Market Updates

U.S. Movers: Analog Devices, Nvidia, Toll Brothers, Viasat, Urban Outfitters

Scott Peters
22 May, 2024
New York City

    Target Corp. declined 8.8% to $142.10 after the retailer reported weaker-than-expected earnings and a decline in sales driven by weakening growth trends in discretionary item sales. 

    Consumers limit their purchases of groceries and discretionary items like apparel and home decor. 

    Moreover, shoppers are chasing discounts, and relatively high-priced grocery items sold at Target still face competition from discount stores like Walmart, Aldi, Lidl, and other regional discount chains. 

    Target has been struggling to convince customers to spend more, as about 20% of its total sales are groceries, unlike 60% of Walmart's sales. 
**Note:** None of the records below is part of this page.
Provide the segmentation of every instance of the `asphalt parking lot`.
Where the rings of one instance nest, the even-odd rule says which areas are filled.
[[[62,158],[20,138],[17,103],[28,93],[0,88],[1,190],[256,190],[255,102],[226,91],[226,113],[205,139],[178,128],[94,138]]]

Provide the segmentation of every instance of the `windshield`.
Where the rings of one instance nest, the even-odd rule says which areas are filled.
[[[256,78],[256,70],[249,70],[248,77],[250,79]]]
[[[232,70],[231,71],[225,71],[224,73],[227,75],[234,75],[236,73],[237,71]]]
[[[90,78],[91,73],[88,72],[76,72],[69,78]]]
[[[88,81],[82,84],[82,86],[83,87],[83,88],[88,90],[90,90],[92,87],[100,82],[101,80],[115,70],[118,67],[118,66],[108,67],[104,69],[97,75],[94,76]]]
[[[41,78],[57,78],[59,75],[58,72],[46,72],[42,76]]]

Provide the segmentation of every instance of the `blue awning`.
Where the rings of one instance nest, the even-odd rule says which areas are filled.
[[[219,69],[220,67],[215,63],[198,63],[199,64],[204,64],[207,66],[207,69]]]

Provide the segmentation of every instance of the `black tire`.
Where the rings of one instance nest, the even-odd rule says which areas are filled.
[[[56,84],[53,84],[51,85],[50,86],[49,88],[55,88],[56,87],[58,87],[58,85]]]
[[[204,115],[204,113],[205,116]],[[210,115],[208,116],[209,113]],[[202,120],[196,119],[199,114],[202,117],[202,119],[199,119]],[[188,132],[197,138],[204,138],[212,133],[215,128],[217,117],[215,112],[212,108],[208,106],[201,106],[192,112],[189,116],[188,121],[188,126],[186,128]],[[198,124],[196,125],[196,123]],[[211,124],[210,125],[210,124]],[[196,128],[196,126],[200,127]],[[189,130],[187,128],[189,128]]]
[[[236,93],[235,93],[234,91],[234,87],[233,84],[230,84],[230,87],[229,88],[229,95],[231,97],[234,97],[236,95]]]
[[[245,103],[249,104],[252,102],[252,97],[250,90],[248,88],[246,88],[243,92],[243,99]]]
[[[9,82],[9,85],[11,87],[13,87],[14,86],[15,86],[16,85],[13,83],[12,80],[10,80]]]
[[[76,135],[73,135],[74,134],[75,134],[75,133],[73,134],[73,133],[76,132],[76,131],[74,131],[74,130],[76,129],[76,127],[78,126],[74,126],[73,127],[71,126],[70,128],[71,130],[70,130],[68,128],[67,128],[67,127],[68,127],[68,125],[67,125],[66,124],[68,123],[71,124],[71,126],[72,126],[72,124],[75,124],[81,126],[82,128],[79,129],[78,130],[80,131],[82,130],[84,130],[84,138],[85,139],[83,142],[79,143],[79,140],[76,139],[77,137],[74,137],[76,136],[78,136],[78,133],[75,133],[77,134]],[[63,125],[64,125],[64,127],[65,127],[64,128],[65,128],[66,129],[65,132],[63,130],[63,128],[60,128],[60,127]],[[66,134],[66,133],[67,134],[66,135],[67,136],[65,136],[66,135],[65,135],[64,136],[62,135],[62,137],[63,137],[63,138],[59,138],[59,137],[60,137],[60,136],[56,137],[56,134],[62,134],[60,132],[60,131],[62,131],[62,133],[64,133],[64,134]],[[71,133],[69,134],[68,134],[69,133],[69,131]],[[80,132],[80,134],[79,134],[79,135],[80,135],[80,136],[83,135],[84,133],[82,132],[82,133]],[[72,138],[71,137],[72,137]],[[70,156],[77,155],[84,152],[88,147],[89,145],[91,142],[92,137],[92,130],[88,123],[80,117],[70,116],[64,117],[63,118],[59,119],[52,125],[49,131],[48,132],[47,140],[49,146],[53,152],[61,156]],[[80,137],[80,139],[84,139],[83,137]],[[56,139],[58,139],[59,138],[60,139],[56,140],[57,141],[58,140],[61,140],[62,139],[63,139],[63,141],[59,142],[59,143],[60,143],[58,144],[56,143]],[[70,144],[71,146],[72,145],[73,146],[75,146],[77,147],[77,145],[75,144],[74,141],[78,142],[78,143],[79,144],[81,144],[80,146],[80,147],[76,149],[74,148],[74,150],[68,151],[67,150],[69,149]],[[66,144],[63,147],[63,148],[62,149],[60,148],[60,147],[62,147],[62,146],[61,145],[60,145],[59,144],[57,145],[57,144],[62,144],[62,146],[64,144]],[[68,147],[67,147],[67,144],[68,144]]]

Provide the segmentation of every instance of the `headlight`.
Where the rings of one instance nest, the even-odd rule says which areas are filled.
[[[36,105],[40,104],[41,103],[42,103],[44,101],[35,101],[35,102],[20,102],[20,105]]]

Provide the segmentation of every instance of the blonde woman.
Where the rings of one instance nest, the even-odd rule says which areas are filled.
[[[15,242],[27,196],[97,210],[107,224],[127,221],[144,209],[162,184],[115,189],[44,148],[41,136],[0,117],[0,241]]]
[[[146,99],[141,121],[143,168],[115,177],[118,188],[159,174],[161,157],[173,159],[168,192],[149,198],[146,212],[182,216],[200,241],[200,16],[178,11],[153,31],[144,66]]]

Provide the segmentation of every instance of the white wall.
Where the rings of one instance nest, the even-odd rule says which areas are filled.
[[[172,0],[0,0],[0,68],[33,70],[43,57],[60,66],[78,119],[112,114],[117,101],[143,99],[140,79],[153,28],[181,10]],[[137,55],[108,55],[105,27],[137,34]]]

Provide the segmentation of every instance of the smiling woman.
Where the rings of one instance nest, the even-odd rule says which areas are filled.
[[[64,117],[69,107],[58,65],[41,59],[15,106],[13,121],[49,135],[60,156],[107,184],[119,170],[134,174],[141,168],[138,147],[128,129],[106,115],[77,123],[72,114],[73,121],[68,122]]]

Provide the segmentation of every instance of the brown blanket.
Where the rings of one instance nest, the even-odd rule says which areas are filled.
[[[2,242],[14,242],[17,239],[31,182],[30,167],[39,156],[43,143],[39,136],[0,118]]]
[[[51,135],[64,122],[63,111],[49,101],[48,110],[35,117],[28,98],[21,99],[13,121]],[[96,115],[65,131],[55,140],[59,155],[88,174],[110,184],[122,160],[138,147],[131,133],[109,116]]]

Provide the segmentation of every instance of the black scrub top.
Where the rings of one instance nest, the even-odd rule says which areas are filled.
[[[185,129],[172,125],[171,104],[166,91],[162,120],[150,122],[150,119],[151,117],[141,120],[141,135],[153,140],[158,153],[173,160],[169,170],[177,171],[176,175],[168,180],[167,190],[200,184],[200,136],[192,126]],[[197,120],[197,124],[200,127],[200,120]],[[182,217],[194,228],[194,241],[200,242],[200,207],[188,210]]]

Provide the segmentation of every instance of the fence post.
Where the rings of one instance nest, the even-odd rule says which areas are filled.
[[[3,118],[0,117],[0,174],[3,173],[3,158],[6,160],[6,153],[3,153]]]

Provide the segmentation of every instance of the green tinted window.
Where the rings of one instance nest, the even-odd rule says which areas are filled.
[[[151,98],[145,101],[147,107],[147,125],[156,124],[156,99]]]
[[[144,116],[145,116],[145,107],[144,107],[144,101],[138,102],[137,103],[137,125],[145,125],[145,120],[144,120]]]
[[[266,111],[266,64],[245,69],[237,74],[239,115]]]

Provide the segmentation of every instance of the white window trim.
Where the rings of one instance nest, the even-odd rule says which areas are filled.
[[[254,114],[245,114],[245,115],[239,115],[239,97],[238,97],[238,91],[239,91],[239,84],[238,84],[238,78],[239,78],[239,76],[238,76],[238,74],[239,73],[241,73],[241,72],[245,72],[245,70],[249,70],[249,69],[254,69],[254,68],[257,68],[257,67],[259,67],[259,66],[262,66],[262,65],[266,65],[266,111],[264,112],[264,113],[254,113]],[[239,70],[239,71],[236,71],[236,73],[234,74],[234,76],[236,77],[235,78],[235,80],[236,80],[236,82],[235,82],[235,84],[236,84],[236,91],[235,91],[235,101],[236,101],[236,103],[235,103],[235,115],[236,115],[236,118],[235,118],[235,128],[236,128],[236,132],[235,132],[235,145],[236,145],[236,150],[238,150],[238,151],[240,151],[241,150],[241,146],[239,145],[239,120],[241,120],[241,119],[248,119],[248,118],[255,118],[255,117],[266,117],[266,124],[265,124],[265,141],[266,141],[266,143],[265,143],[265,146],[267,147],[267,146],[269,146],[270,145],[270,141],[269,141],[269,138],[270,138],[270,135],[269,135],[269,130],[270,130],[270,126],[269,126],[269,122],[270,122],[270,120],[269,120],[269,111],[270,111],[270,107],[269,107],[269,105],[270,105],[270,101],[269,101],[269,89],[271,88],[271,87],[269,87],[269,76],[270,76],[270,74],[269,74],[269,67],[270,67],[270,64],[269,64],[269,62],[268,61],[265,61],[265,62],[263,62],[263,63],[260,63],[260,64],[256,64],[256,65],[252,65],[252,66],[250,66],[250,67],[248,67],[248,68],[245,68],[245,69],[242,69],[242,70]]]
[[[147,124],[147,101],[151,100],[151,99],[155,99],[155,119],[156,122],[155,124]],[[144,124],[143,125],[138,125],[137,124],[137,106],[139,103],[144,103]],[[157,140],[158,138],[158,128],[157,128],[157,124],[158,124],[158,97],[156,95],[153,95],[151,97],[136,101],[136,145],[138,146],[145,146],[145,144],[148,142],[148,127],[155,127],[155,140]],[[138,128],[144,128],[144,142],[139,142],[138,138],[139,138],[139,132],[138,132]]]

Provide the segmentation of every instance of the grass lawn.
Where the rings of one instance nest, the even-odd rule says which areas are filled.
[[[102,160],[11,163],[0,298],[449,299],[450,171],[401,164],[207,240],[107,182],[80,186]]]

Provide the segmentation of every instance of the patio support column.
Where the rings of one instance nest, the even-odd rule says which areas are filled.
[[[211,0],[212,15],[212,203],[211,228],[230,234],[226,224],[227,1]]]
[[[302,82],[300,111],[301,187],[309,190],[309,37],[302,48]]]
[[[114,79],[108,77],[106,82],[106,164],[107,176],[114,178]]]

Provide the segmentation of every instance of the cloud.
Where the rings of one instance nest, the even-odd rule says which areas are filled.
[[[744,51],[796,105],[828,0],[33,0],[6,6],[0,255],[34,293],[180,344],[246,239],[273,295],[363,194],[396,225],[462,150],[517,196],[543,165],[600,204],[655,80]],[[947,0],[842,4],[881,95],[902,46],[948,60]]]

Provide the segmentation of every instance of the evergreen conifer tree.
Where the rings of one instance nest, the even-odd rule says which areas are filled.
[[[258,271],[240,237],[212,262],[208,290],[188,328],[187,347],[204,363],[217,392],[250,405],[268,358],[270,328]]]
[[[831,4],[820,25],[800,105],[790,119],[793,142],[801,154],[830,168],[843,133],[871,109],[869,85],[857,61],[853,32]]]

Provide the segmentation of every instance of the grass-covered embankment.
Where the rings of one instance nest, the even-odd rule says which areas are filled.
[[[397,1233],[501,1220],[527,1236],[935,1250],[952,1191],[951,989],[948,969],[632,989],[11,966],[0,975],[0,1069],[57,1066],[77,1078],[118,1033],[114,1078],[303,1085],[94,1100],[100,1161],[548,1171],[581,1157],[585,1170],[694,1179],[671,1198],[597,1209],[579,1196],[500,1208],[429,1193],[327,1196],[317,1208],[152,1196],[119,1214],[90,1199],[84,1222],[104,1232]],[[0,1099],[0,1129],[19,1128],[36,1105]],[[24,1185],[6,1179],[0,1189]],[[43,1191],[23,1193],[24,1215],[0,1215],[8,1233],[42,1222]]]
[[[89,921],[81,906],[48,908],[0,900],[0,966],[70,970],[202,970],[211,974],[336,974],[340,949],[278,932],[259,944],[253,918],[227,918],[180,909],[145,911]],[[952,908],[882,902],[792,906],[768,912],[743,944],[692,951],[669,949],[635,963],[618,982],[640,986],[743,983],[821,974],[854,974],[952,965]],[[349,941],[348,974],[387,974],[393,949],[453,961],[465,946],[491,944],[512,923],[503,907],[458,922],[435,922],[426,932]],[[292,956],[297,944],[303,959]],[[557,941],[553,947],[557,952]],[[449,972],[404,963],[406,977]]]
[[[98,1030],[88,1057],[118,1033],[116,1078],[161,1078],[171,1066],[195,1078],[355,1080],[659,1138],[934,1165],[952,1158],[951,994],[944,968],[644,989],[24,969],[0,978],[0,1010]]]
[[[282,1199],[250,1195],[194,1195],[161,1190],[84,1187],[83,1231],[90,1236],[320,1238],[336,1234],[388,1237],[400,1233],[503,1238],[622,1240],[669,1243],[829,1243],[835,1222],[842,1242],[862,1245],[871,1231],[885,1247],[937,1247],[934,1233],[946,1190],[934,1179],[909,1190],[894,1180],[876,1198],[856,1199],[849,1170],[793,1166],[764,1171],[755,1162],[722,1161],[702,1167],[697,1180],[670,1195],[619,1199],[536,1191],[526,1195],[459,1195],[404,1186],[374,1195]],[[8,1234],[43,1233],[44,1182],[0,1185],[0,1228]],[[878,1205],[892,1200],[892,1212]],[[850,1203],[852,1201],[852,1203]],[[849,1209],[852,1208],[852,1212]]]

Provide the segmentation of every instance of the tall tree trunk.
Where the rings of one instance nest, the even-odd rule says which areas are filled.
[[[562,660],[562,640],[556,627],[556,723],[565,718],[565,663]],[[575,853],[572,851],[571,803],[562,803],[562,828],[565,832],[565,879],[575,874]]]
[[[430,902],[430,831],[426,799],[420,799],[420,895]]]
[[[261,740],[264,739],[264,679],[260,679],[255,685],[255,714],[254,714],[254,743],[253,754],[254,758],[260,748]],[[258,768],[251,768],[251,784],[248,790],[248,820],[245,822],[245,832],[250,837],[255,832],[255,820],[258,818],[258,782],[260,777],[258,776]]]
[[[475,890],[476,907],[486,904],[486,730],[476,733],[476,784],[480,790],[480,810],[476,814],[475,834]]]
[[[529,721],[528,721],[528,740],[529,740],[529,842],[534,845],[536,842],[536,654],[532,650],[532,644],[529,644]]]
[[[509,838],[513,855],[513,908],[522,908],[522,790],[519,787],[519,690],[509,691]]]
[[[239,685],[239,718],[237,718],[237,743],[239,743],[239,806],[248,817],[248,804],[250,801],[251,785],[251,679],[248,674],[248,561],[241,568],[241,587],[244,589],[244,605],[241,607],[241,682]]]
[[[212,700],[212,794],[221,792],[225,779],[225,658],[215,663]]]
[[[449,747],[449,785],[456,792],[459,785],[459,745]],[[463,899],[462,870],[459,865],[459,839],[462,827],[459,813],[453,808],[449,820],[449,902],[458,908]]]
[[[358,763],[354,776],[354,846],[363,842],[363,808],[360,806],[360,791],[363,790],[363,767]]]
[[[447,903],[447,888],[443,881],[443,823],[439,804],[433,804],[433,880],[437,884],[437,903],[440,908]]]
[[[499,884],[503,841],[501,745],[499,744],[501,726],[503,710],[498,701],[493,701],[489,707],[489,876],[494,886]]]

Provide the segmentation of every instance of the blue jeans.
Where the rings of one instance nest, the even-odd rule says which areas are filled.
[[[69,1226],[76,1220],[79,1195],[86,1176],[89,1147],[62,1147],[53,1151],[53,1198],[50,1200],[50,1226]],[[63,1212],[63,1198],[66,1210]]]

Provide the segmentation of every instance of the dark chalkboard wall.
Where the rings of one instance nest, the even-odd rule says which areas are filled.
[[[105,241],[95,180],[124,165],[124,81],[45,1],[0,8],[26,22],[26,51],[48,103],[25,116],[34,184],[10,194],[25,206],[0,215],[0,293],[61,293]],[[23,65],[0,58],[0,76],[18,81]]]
    Total revenues declined 3.1% to $24.5 billion from $25.3 billion, net income dropped 0.8% to $942 million from $980 million, and diluted earnings per share fell to $2.03 from $2.05 a year ago. 

    Comparable sales declined 3.7% in the first quarter, reflecting a comparable store sales decline of 4.8%, partially offset by a comparable digital sales increase of 1.4%. 

    For the second quarter and for the full year, the company anticipated comparable sales to increase between zero and 2%. 

    For the full year, the company reiterated its adjusted earnings per share outlook to be between $8.60 and $9.60.

    Urban Outfitters rose 4.2% to $43.0 after the apparel retailer reported better-than-expected sales and earnings in its latest quarter. 

    Comparable retail sales increased 4.6%, driven by high single-digit positive sales growth in online sales and low single-digit positive growth in retail store sales. 

    Revenue in the first quarter increased 7.6% to record $1.2 billion from $1.11 billion, net income advanced to $61.76 million from $52.8 million, and diluted earnings per share rose to 65 cents from 56 cents a year ago. 

    The company did not purchase its shares in the first quarter ending in April 2024 and in the year ending in January 2024, and 19.2 million of the authorized 20.0 million shares are still available under its stock repurchase program. 

    Toll Brothers decreased 0.5% to $129.50 after the luxury home builder's quarterly results surpassed market expectations and the company raised its full-year outlook. 

    Total fiscal second quarter revenue increased to $2.8 billion from $2.5 billion, net income rose to $481.6 million from $320.2 million, and diluted earnings per share advanced to $4.55 from $2.85 a year ago. 

    At the end of the fiscal second quarter in April, the backlog value of homes declined 12% to $7.4 billion, and the backlog of homes fell 6% to 7,093. 

    The company raised its estimate of home deliveries in the fiscal third quarter to 2,850 from 2,750 and in the fiscal year to 10,800 from 10,400. 

    In the quarter, Toll Brothers repurchased approximately 1.5 million shares at an average price of $120.60 per share, for a total purchase price of approximately $181.2 million.

    On March 12, the company also hiked its cash dividend by 10% to 23 cents per share, which was paid on April 19 to shareholders on record on April 5. 

    Nvidia Corp. increased 0.6% to $957.50 ahead of the advanced chipmaker's quarterly results after the close of regular trading sessions. 

    Nvidia has jumped 98% in the year so far and soared 205% in the last year of trading. 

    Viasat declined 10.4% to $16.82 after the satellite communication service provider reported a loss of 80 cents in its fiscal fourth quarter. 

    Revenue in the fiscal fourth quarter ending in March surged to $1.15 billion from $666 million, net income swung to a loss of $100.3 million from a profit of $1.2 billion, and diluted earnings per share were a loss of 80 cents compared to a profit of $15.56 a year ago. 

    Last year's net income in the fiscal fourth quarter included an after-tax gain of $1.26 billion from discontinued operations, and net income excluding one-time gains was a loss of $58.6 million.

    Analog Devices increased 5.4% to $228.32 after the company reported better-than-expected quarterly results in the fiscal second quarter ending in April.

    Revenue in the quarter decreased 34% to $2.2 billion from $3.3 billion, net income decreased to $302.2 million from $977.6 million, and diluted earnings per share fell to 61 cents from $1.92 a year ago. 

    The company's board of directors declared a quarterly cash dividend of 92 cents per share payable on June 17 to shareholders of record at the close of June 4. 

    The company estimated fiscal third quarter revenue of $2.27 billion with a band of $100 million, an increase of 20.1% from a year ago. 

    The company also estimated earnings per share of 70 cents with a band of 10 cents and adjusted earnings per share of $1.50 with a band of 10 cents.